In total, HM Treasury has issued six general licences. In addition, it will still be possible to apply to HM Treasury for specific licences in respect of particular transactions. However, given the purpose of the Order (the prevention of nuclear proliferation) HM Treasury have stated that “ is unlikely that the Treasury will issue licences for business with Iranian banks on an ongoing basis under new contracts.”


It is an offence not to comply with the requirements of the Order or to participate intentionally in activities knowing that the object or effect of them is to circumvent the requirements of the Order. Penalties for a failure to comply with the Order include: (i) a civil penalty of such amount as is considered appropriate; or (ii) a term of imprisonment of up to two years and/or a fine. In addition, civil (but not criminal) penalties may be imposed for failure to comply with the terms of a licence issued by HM Treasury.
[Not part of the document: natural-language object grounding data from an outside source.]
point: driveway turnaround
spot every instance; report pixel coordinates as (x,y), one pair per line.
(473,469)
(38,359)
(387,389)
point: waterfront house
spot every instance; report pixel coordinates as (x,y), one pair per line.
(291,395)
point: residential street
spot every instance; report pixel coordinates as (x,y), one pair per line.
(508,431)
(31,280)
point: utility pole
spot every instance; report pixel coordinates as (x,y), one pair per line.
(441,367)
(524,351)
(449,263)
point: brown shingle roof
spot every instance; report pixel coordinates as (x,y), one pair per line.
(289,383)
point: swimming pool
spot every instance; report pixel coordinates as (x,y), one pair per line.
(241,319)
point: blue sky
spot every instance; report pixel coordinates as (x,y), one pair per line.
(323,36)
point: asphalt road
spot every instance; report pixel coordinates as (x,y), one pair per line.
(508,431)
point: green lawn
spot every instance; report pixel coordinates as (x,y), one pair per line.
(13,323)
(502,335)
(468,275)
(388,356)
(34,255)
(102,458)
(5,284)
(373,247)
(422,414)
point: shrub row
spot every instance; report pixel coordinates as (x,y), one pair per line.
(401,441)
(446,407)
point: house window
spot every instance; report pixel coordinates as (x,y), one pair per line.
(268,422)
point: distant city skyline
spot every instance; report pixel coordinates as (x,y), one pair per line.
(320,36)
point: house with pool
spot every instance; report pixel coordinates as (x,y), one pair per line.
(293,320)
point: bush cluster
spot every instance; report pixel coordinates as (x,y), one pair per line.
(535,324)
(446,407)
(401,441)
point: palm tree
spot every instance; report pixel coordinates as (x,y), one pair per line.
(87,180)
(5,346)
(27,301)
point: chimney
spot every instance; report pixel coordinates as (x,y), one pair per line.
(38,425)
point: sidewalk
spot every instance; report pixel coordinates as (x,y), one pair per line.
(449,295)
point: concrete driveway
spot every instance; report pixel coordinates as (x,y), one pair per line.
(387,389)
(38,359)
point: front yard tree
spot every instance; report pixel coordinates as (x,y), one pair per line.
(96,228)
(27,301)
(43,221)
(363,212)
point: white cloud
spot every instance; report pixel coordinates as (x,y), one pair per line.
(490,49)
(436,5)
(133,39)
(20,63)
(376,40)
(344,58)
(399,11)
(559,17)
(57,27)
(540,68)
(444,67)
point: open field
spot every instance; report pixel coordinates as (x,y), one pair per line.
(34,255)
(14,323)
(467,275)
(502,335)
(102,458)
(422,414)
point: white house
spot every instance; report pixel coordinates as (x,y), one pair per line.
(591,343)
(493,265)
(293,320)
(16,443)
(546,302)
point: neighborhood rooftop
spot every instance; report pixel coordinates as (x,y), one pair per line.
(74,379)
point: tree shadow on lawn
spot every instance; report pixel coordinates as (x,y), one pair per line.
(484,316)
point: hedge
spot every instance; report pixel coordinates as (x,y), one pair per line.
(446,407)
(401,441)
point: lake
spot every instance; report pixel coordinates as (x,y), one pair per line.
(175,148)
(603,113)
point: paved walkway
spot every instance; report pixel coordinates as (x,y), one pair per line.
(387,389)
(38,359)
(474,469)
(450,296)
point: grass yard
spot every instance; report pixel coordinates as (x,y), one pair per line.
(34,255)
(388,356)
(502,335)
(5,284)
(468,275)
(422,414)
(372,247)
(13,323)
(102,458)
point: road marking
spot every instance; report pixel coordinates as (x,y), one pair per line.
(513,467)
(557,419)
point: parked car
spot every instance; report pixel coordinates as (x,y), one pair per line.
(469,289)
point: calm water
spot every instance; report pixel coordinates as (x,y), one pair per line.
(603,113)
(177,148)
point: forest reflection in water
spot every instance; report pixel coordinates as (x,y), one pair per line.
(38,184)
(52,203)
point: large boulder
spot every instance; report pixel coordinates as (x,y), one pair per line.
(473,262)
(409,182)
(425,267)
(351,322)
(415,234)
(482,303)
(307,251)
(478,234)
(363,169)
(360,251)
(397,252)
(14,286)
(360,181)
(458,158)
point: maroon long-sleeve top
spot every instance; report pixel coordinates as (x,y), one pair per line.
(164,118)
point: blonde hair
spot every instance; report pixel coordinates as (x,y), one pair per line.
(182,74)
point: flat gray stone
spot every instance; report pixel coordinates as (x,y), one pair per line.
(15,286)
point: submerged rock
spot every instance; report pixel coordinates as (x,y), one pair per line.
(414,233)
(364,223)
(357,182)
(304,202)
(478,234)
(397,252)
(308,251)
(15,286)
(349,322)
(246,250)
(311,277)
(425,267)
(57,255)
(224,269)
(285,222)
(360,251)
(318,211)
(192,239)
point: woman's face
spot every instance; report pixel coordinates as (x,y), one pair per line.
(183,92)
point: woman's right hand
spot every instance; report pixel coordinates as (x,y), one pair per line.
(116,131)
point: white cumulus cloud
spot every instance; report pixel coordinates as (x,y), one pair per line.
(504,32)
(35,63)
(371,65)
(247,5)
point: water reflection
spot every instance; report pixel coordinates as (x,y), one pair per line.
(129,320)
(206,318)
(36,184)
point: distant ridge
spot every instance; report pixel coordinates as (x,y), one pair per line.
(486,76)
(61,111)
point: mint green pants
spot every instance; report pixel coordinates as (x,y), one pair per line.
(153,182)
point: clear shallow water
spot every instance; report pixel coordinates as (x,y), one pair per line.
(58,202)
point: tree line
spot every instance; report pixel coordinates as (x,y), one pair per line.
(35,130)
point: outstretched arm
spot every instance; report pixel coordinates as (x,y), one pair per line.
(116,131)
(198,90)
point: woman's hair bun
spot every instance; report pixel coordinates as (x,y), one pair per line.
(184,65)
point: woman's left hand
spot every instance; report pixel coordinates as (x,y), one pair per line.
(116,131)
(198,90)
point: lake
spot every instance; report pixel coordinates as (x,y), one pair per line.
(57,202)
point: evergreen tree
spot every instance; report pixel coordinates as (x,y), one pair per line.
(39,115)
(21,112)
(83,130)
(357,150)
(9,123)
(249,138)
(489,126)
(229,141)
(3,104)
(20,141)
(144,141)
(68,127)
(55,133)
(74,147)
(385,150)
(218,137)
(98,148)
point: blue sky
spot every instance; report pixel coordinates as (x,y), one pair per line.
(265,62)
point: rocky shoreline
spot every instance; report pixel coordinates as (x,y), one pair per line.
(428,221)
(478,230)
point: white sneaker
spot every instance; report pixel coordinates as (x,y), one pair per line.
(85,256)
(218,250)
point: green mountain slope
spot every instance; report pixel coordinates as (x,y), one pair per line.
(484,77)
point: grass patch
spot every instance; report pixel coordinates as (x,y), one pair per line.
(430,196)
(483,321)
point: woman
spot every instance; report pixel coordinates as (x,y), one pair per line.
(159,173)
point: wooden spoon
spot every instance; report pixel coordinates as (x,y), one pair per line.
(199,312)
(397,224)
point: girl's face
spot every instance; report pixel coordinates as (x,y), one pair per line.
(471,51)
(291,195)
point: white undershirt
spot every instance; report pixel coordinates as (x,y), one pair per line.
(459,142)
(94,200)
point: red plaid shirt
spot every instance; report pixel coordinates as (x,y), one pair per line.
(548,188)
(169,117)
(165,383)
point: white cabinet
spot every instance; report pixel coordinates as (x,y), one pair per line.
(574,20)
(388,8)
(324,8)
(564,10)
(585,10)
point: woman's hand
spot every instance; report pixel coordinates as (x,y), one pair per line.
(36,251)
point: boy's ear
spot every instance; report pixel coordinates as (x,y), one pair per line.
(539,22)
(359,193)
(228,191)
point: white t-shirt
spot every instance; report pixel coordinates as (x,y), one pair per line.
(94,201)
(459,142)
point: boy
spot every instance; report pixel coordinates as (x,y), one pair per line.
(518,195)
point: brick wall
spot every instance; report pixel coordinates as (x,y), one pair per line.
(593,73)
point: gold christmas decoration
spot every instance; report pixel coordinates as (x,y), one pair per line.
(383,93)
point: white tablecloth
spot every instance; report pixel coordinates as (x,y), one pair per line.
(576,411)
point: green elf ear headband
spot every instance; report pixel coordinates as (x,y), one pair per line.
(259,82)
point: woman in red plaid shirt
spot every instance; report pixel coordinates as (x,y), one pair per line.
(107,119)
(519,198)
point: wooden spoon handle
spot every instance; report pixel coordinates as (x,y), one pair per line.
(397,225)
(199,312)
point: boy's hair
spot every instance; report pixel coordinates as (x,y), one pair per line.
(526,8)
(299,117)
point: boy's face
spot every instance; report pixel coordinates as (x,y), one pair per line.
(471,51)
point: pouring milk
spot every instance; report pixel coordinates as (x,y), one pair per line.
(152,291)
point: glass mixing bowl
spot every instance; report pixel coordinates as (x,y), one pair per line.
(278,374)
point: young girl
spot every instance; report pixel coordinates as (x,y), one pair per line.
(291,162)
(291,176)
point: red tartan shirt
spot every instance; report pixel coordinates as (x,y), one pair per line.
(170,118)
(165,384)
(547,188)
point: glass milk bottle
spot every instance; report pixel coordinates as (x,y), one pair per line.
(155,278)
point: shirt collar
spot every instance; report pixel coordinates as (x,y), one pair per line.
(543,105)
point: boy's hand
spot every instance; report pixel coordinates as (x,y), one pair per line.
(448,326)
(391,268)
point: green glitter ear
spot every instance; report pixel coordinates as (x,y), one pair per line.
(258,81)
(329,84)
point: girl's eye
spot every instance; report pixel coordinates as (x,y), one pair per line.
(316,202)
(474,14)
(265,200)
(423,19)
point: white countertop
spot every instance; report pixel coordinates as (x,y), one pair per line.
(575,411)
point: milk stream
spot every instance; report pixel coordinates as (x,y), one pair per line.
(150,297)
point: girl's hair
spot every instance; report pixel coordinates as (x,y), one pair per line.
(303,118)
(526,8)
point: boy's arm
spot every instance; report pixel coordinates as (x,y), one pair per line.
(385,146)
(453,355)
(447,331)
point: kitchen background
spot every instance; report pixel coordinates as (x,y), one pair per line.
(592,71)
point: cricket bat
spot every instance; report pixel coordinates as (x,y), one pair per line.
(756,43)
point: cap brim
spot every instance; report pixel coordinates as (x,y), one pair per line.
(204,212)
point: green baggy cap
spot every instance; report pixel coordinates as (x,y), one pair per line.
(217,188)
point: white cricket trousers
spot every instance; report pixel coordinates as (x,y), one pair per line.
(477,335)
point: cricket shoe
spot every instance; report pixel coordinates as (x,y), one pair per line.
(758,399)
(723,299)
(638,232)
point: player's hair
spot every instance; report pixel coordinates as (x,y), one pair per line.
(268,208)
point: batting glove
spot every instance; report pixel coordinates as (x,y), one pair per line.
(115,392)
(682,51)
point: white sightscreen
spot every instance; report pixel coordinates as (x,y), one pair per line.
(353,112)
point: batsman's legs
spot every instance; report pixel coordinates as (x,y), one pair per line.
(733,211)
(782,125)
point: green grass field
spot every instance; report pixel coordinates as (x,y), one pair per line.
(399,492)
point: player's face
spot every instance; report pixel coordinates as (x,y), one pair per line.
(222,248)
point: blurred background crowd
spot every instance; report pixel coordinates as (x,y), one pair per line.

The scope of the prohibitions introduced by the Order is wide-ranging and the penalties that can be imposed are severe. In essence, UK (Re)Insurers are prohibited from providing (re)insurance to Iranian credit institutions. In addition, the Order prohibits all payments to/from Iranian credit institutions (wherever located), whether made or received directly or indirectly. Regardless of the identity of the Insured or Reinsured any step in relation to any policy of (re)insurance that involves making a payment to, or receiving a payment from, an Iranian credit institution will be caught by the terms of the Order.

In such circumstances, Insurers will need to determine whether any proposed course of action is permitted under the terms of one of the general licences issued by HM Treasury. If not, then a specific licence application will need to be made, although the chances of such an application being looked upon favourably would, in the light of the comments from HM Treasury, appear to be doubtful.